Steven Loyd, the processing assistant at Woodson, uses ChatGPT to write Python scripts to perform basic tasks. He combines his knowledge of algorithmic thinking and ability to conceptualize where a coding program would be useful with AI’s code-writing abilities. Often the code he collaborates with ChatGPT on is used to automate online chores, such as counting, organizing and renaming file types and folders based on contents and other variables by thousands or tens of thousands of files at a time. 

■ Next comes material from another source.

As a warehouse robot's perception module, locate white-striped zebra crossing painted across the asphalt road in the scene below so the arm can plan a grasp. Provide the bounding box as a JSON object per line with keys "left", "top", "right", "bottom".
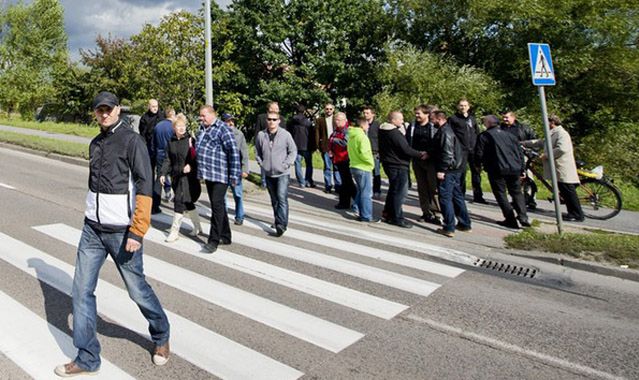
{"left": 0, "top": 205, "right": 473, "bottom": 379}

“These are tasks that humans could do with enough time, but there is no shortage of things at the Woodson that only humans can do, so having useful code on hand saves time for more challenging, provocative work,” Loyd wrote in an email to the Thresher. “Ultimately, for our purposes at the archive, ChatGPT is a very helpful tool that nonetheless requires significant human input to function usefully … As far as the future goes, I see AI as a technological advancement akin to the internet, new storage formats, etc., that help archivists process materials more efficiently and reliably.”

The Fondren Library Artificial Intelligence Task Force was created to discuss possible limitations around AI use in issues of academic judgment, but also how it can be better utilized in research and professional life. Their meetings are open to students, who can contribute to the discussions as Rice continues to grapple with the questions of ethics surrounding the use of artificial intelligence. These discussions will hopefully help find ways to use AI to support rather than supplant human experience and learning, Loyd said.

“Archives, I think, are ultimately humanistic, requiring [an] informed, passionate understanding of given materials and the cultural context surrounding them,” Loyd wrote. “I don’t foresee archival AI rising above its station as a timesaver to anything with actual responsibility.”